Ele escreveu da mesma forma que Charles Baudelaire, ambos entediados com
suas cidades. Estes dois flaneurs tinham, entretanto, queixas distintas. Álvares de Azevedo
queixava-se da falta de progresso e civilização de São Paulo, enquanto Charles Baudelaire
queixava-se da modernização e da velocidade de sua Paris. Isso é relevante pois mostra que
para o verdadeiro “Spleen” adolescente a realidade externa, como tal, não importa tanto, como
veremos a seguir..
“Nunca vi lugar tão insípido, como hoje está São Paulo. Nunca vi coisa mais tediosa e
inspiradora de spleen... a vida aqui é um bocejar infindo”.

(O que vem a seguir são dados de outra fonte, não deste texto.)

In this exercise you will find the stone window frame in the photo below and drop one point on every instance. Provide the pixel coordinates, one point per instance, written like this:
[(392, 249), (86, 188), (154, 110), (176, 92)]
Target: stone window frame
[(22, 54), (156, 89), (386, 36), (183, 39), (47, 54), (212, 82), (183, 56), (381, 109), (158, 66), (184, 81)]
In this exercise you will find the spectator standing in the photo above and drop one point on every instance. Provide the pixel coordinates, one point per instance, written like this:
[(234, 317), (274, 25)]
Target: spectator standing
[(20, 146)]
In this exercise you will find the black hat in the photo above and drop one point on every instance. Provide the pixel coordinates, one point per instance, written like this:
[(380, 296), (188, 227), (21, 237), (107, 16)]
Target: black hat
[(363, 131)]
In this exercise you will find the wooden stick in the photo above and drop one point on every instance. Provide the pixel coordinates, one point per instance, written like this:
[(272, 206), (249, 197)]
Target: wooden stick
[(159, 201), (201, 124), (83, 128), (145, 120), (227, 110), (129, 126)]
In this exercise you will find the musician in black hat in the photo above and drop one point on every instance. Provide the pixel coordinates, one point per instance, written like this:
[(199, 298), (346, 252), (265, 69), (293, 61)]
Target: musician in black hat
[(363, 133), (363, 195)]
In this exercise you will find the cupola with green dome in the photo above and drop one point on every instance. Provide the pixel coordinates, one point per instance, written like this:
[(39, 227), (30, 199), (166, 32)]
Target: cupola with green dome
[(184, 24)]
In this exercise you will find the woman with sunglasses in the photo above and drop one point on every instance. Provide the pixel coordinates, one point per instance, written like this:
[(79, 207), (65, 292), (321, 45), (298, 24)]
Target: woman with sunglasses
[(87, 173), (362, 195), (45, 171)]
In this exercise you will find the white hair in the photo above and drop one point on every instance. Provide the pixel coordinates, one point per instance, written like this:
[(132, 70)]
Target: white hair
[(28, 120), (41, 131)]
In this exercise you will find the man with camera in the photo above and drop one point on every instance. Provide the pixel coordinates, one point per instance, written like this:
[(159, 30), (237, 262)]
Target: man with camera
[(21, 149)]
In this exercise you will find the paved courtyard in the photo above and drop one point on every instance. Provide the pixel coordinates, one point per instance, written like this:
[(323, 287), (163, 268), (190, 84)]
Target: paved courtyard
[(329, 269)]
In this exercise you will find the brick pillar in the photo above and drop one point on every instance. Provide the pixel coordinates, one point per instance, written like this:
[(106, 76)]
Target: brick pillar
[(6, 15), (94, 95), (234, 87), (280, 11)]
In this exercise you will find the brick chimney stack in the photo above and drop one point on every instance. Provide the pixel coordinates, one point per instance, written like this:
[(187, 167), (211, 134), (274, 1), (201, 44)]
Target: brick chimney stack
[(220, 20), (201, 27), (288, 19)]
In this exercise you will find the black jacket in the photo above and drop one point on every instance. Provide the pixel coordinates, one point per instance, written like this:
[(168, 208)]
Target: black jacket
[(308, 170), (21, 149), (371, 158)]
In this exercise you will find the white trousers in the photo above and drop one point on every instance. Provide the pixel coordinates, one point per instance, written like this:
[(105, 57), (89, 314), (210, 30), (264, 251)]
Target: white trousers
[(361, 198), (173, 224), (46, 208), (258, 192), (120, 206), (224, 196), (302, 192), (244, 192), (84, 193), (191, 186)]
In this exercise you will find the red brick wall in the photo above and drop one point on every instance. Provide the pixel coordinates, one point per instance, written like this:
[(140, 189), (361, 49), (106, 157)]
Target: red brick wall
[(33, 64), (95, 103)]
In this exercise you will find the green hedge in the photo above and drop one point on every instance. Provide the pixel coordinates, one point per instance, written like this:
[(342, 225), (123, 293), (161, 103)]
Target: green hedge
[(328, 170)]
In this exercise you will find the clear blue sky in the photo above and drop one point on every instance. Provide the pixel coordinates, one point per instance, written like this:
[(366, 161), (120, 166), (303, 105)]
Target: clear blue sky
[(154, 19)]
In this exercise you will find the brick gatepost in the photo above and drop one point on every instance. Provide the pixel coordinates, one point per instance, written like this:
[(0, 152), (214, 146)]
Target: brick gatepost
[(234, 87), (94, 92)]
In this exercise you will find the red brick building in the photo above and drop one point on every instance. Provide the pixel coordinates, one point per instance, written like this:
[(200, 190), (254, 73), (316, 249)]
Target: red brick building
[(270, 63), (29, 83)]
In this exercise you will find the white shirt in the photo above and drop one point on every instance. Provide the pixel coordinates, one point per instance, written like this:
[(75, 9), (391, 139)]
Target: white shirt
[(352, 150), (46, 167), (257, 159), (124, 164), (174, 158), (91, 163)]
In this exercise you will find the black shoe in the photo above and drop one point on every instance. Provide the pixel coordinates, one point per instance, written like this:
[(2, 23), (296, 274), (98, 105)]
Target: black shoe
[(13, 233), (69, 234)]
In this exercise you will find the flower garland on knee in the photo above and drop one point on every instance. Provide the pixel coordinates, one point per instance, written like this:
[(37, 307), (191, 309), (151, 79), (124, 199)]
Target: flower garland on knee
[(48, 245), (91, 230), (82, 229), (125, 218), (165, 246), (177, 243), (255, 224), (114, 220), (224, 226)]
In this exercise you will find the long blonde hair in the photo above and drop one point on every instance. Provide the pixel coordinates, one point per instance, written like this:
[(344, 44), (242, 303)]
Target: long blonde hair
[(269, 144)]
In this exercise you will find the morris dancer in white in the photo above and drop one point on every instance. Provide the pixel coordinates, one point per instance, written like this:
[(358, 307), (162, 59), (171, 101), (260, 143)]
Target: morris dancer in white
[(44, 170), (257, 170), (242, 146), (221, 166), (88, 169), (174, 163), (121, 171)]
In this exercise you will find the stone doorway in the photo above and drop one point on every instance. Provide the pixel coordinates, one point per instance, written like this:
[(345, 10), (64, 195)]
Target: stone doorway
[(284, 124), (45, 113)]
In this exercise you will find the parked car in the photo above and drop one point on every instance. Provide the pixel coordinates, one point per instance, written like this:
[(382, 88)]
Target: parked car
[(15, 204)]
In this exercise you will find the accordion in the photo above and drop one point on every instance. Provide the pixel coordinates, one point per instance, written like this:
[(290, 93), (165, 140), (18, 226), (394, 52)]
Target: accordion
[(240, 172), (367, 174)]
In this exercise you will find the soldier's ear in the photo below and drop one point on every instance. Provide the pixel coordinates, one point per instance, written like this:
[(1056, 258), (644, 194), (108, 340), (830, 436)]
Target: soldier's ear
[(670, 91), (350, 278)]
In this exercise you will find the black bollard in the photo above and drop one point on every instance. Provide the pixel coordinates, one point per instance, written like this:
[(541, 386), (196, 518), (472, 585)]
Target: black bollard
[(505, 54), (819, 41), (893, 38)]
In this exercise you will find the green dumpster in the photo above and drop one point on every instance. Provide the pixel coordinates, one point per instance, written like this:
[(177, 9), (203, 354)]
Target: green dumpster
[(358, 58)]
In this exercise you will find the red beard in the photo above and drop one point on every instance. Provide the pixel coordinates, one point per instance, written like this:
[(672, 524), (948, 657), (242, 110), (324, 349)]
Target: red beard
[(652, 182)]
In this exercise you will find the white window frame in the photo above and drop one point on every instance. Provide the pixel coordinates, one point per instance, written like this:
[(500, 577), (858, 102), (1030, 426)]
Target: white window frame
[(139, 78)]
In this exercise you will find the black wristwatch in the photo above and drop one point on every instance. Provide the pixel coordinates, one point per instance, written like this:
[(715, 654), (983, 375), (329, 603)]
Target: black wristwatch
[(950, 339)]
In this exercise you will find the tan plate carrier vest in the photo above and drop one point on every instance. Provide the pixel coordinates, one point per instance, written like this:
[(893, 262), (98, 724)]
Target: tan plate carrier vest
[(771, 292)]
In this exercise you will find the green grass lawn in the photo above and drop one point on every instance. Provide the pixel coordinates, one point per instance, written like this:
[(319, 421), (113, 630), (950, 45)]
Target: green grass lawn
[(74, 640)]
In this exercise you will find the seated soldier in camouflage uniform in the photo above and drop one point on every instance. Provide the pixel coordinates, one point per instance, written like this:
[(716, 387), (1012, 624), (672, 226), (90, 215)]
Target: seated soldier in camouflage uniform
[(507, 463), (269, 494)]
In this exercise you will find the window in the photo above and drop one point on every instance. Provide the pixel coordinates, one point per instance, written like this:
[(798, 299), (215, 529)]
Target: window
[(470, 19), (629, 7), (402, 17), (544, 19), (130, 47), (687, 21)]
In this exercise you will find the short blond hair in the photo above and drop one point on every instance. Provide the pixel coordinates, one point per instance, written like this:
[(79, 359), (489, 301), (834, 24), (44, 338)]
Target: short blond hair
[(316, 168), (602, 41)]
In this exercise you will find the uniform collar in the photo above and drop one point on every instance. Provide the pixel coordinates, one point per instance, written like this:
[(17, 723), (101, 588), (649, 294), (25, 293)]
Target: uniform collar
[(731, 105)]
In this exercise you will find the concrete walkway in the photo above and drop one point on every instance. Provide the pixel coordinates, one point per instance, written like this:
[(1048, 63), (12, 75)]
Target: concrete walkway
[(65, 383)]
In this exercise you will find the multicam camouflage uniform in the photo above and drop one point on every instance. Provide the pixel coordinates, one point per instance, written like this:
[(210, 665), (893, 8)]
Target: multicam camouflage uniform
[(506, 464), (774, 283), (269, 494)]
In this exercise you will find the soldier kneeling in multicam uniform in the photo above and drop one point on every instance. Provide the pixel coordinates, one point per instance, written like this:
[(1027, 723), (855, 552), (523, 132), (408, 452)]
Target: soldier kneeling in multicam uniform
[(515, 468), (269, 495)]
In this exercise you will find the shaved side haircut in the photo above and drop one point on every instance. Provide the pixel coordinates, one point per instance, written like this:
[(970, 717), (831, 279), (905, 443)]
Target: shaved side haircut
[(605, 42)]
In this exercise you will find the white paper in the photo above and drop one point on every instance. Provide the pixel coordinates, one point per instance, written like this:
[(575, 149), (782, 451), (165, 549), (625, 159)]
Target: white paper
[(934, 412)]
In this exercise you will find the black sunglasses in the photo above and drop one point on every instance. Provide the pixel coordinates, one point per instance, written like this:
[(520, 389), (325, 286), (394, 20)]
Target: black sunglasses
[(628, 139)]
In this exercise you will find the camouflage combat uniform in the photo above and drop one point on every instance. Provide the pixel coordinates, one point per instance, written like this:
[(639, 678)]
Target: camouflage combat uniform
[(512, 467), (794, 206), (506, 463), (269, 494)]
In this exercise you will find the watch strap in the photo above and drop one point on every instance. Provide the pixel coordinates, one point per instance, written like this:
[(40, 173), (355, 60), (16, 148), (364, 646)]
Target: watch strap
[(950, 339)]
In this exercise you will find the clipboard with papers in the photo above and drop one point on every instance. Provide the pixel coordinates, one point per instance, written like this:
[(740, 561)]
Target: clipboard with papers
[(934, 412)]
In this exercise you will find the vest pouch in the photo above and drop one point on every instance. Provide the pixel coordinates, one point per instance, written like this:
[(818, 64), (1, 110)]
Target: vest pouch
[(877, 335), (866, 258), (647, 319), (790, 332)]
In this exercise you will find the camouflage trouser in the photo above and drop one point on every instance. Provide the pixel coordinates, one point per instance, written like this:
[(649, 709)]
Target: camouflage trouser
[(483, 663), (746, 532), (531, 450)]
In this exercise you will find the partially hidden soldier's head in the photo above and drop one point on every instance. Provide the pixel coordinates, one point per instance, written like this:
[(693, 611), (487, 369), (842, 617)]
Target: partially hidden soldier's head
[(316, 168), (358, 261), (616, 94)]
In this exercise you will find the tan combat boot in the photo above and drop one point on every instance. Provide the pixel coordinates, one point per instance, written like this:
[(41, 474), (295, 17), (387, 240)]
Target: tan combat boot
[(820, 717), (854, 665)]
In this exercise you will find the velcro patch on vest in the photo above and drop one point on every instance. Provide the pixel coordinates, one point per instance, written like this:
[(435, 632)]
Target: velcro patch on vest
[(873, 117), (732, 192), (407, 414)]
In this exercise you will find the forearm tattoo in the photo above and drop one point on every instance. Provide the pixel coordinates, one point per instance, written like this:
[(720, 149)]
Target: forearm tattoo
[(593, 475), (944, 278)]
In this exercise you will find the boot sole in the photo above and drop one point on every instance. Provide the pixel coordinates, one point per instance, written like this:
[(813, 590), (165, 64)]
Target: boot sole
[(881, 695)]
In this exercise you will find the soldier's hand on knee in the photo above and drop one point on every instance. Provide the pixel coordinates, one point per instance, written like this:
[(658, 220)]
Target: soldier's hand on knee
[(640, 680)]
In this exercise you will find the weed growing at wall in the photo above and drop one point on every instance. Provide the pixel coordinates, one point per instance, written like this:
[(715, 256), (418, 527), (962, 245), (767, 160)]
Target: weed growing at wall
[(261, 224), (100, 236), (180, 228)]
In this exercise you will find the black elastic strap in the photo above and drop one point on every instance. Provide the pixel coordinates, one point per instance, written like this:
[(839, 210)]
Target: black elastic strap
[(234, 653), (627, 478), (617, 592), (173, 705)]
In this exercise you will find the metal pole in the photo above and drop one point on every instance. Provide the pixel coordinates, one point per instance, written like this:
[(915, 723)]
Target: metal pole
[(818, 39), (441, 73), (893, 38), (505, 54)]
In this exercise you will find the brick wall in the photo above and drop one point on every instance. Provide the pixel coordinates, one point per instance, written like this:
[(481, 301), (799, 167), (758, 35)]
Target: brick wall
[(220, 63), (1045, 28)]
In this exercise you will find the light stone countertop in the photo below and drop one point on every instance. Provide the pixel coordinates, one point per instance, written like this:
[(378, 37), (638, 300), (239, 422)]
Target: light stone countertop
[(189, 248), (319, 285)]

Álvares de Azevedo escreveu em Lira dos Vinte Anos uma série de versos aos
quais ele deu o título de Spleen e Charutos, onde sua, digamos, filiação ao “Spleen” fica mais
uma vez caracterizada. Não querendo tirar do leitor o prazer de procurar ele mesmo a leitura das
obras de Álvares de Azevedo, quero trazer um dos poemas da série Spleen e Charutos, e
comentá-lo, na medida do possível e de forma breve, sob o olhar da psicanálise, deixando o leitor
completar a tarefa.
Solidão
Alguns críticos, como Jaci Monteiro, consideram que um dos poemas mais
significativos de Álvares de Azevedo é aquele onde ele comenta sobre o poeta Lamartine,
escrevendo que “Ossian o bardo é triste como a sombra que povoa seus cantos”, onde
“Lamartine é monótono e belo como a noite, como a lua sobre o mar e como o murmúrio das
ondas... Mas choraminga uma eterna melodia, tem a lira de seu um gênio uma só corda... “. O
“Spleen”, então, se caracteriza não só pelo tédio, como também pela monotonia e pela
superficialidade , em lugar de um viver criativo, como veremos adiante e como escreveu o poeta:
“monótono...murmúrio sobre o mar...eterna melodia...lira de uma só corda”.
Um adolescente “desmotivado”
Alfredo tem dezesseis anos e não apresenta “maiores problemas”. Concorda
com a sugestão dos pais, que o acham “desmotivado”, para que procure uma ajuda psicológica.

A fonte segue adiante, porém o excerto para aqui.